In the last few years, India has started treading the path that Pakistan has taken since the beginning: a path of intolerance, jingoistic nationalism and a visceral hatred for secular values. Pakistan’s political class has lately been trying to change course but the immovable force known as the ‘establishment’ stands in the way. Without improvement of relations between the two countries, the future of South Asia is bleak.

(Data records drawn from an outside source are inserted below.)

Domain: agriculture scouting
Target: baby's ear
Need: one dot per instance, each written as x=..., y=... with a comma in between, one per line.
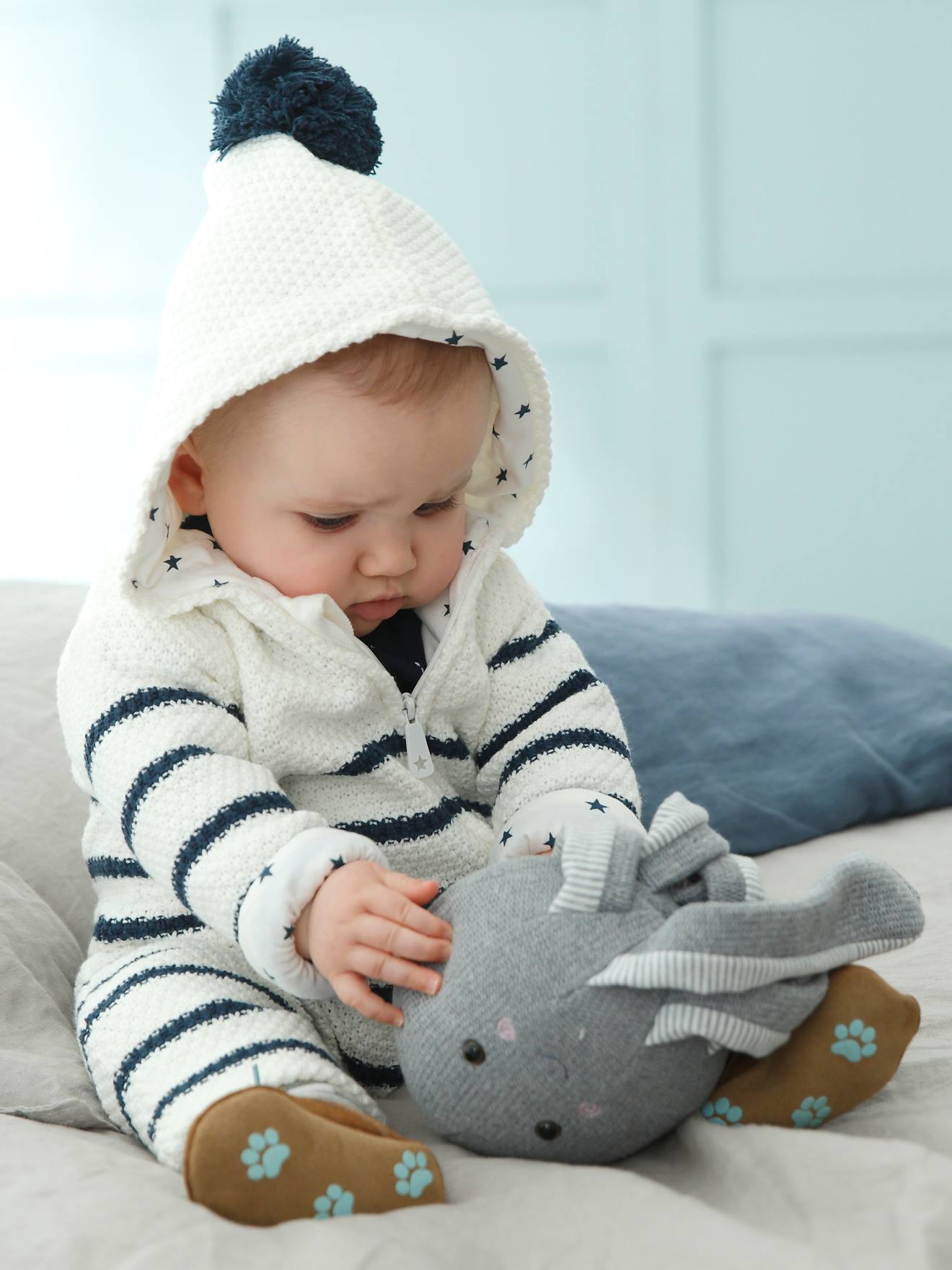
x=185, y=479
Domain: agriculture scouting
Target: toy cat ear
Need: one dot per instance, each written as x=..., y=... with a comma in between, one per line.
x=599, y=867
x=858, y=908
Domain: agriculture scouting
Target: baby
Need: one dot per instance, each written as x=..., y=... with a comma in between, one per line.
x=320, y=489
x=310, y=688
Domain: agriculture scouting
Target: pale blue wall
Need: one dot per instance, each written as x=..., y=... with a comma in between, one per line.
x=723, y=224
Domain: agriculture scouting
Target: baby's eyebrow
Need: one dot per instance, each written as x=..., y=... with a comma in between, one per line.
x=340, y=504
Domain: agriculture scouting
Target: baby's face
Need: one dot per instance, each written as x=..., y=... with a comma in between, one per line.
x=307, y=451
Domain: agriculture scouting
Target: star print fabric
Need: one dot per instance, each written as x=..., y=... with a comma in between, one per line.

Pakistan, communists and a stained dawn

Abdul Majeed Abid

Yeh fasal umeedon ki hamdam,

Iss baar bhi ghaarat jaye gi,

Sab mehnat subhon shaamon ki,

Ab kay bhi akaarat jaye gi

(This crop of aspirations

will be ruined once again,

the toil of day and night

will be wasted another time.)

(Faiz, Montgomery Jail, 1955)

The view from jail

The year 2007 was eventful in Pakistan’s recent history. Political upheaval coupled with a rise in terrorism and a lawyers’ movement for the restoration of the judiciary gripped the country for most of the year. Musharraf, the military dictator, had forcibly removed the Chief Justice of Pakistan — sparking a movement led by lawyers across the country. Amidst all this kerfuffle arose a new band called ‘Laal’ with their song ‘Umeed e Seher’ (Hope for a new Dawn). The song became a sort of anthem for the lawyers’ movement alongside slogans against military dictatorship. The song was based on a poem written by Pakistan’s foremost progressive poet Faiz Ahmed Faiz and the band consisted of young academics who openly declared themselves Marxists. One of the band members was the General Secretary of a Communist Party in Pakistan. A communist party in Pakistan? That seems like an oxymoron, does it not?